The sculptures are small, displayed in glass cases, and featured in a special section of the museum. Each sculpture is finely detailed, generally of a humorous nature, and a depiction of Russian life. For this challenge, I focused on only a small part of a specific gem, in this case, the opening photo features an old man.

Another sculpture features an old woman. All of the gem carvings in the collection are amazingly detailed. That gallery on the third floor of the museum is a worthy stop.

This photo features a collection of flowers on a bougainvillea in my back yard.  This time of year, there aren’t many blossoms on the plants here in my back yard in Arizona. The one exception is this plant which has several clusters of these small flowers.

My last image is an orange ripening on the tree in our back yard. It is of the valencia variety, a slower ripening but very juicy fruit. The many oranges on our tree will be ripe and ready to eat sometime in late February.

I don’t own a macro lens, so I would classify all of these images for this challenge as close-up. Thanks to Anne Sandler for a challenge that allowed me to search my archives for some close-ups in those gem photographs. I also thought about what I might choose to add to the post given that usually, I shoot wide-angle landscapes. I leave you with my usual comment that clicking on an image will give you a larger view, if your browser supports that function.

John Steiner

18 comments

      • Ah, there they are. Thank you, John. Those tiny sculptures are so interesting. They must have been so difficult to make for the sculptor. That orange looks perfect. You will be looking forward to summer for more oranges, among other things.

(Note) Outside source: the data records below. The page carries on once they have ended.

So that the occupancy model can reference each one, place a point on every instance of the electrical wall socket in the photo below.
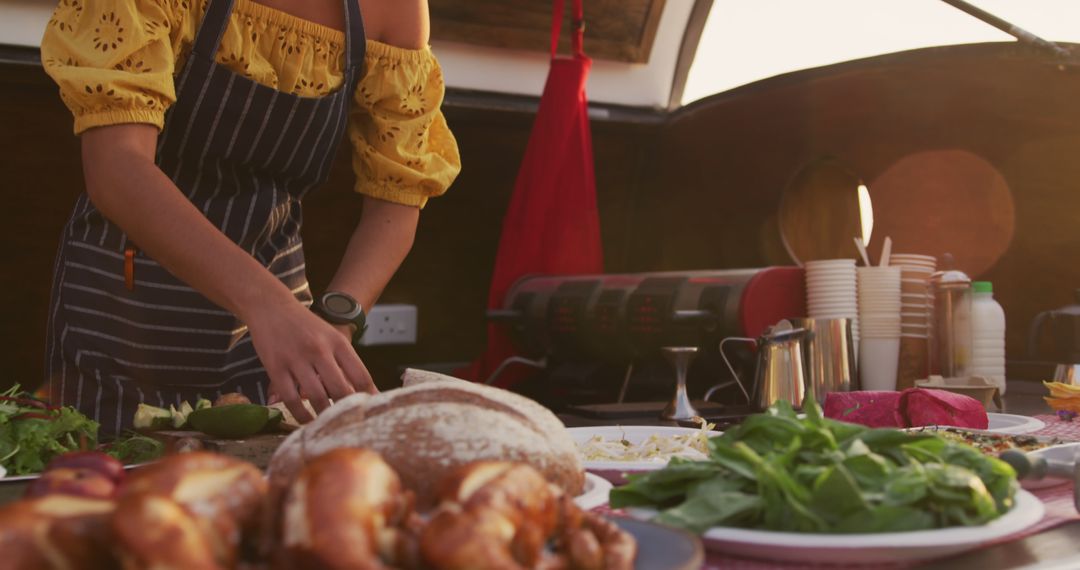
(390, 324)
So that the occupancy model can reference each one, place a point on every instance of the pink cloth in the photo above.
(914, 407)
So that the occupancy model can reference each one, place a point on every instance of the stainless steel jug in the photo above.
(781, 369)
(829, 356)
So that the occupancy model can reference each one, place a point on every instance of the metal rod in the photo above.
(1008, 27)
(625, 381)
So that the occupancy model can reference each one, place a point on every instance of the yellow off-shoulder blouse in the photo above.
(115, 62)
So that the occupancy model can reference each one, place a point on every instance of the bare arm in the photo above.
(386, 230)
(377, 247)
(296, 347)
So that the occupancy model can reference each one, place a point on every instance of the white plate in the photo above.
(615, 471)
(881, 547)
(594, 493)
(1012, 423)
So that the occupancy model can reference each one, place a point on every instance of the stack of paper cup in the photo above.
(916, 312)
(832, 292)
(879, 324)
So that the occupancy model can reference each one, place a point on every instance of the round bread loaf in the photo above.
(433, 425)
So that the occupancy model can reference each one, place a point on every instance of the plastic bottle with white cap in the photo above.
(987, 335)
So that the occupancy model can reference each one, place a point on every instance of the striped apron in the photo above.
(244, 154)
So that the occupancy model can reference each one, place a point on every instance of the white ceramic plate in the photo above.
(882, 547)
(615, 471)
(595, 492)
(1012, 423)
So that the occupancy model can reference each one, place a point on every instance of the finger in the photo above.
(312, 389)
(334, 382)
(354, 370)
(284, 388)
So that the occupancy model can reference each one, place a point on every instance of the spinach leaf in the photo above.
(780, 472)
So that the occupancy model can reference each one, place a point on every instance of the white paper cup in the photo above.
(878, 360)
(829, 262)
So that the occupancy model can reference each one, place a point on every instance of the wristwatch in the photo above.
(341, 309)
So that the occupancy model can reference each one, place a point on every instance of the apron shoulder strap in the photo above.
(354, 38)
(577, 34)
(212, 27)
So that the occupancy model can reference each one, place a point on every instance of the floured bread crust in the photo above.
(433, 425)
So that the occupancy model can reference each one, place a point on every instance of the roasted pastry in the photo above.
(347, 511)
(498, 515)
(58, 531)
(188, 510)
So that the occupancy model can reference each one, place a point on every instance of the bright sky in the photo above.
(747, 40)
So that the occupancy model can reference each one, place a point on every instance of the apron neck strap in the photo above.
(577, 34)
(354, 39)
(213, 26)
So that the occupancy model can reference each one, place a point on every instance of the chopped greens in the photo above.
(32, 433)
(133, 447)
(779, 472)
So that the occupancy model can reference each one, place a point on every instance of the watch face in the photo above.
(339, 304)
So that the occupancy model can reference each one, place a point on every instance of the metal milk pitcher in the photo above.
(781, 369)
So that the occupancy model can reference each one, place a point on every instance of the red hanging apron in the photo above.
(552, 225)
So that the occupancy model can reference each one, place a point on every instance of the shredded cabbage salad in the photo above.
(656, 448)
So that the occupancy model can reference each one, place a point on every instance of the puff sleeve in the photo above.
(403, 150)
(112, 60)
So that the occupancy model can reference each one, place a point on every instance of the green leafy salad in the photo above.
(34, 432)
(778, 472)
(31, 432)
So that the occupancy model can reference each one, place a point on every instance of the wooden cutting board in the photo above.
(257, 449)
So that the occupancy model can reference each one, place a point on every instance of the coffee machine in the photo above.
(597, 339)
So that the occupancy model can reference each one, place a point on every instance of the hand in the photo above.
(304, 354)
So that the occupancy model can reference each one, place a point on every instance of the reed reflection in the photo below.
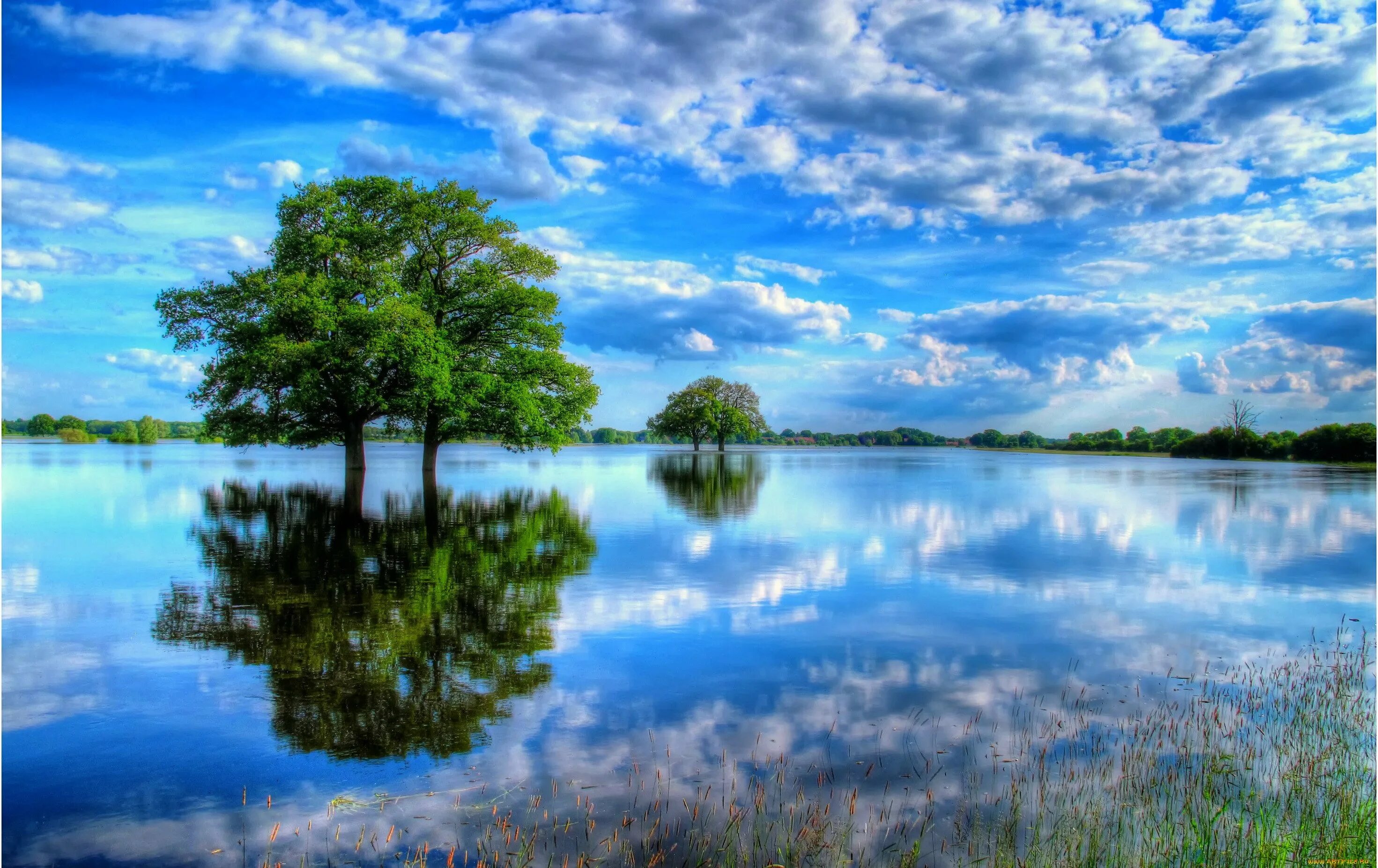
(384, 636)
(709, 487)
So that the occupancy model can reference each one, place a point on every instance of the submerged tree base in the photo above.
(1264, 764)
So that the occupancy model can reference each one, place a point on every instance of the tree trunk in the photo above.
(430, 444)
(355, 447)
(430, 501)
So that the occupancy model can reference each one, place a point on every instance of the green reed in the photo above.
(1263, 764)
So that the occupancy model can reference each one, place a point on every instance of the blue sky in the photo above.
(943, 214)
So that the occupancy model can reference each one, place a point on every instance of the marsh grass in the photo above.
(1264, 764)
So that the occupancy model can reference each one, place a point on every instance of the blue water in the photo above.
(188, 624)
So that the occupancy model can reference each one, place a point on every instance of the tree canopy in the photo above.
(710, 407)
(499, 370)
(384, 299)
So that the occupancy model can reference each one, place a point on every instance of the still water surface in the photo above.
(182, 622)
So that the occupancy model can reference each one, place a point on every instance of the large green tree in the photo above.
(324, 340)
(496, 367)
(733, 410)
(687, 414)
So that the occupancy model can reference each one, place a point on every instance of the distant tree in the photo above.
(323, 341)
(496, 365)
(1337, 443)
(76, 436)
(733, 408)
(43, 425)
(126, 433)
(1241, 416)
(687, 414)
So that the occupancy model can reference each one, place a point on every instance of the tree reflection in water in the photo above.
(382, 636)
(710, 485)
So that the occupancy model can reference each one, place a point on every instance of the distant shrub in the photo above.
(1337, 443)
(125, 433)
(76, 436)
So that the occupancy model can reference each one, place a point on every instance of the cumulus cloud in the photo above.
(164, 370)
(873, 342)
(1195, 375)
(1105, 272)
(756, 267)
(516, 170)
(946, 109)
(1310, 346)
(28, 291)
(239, 181)
(896, 316)
(1052, 338)
(47, 206)
(68, 260)
(673, 311)
(282, 173)
(217, 257)
(34, 160)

      • I would have liked to base the entire post on the sculptures. I’d captured many more of them. Turned out the plexiglass coverings and auto-focus did their best to ruin most of the original images.
        Next time I visit the museum, I’ll try a polarizing filter to see if that helps. 🙂

    • It seems something in my media library wasn’t working properly in interfacing with the block editor. Not sure what broke the links to the images in the classic block, but I relinked them and they now seem to be OK.
      Thanks for the heads up.

  1. Photos were fine for me John – glad you were able to fix the issue. Of these, the orange was my favorite – looks close enough to taste!! I know what you mean about the glass in museums, they make it terribly difficult to get a good image. You did well! Those little sculptures look amazingly detailed.

    • I am working on another post this morning for future publication and I am still having issues with the media archive at WordPress. I’m not sure what’s going on, but it appears to be related to my browser. If I restart the browser, it seems to settle down and play right for awhile.

  2. John, your post was well worth waiting for! The small art sculptures are amazing and so are your images of them. I can hear the old woman yelling at someone. Your orange reminded me of when I tried to do double exposures of my mandarin oranges. Thanks for joining in!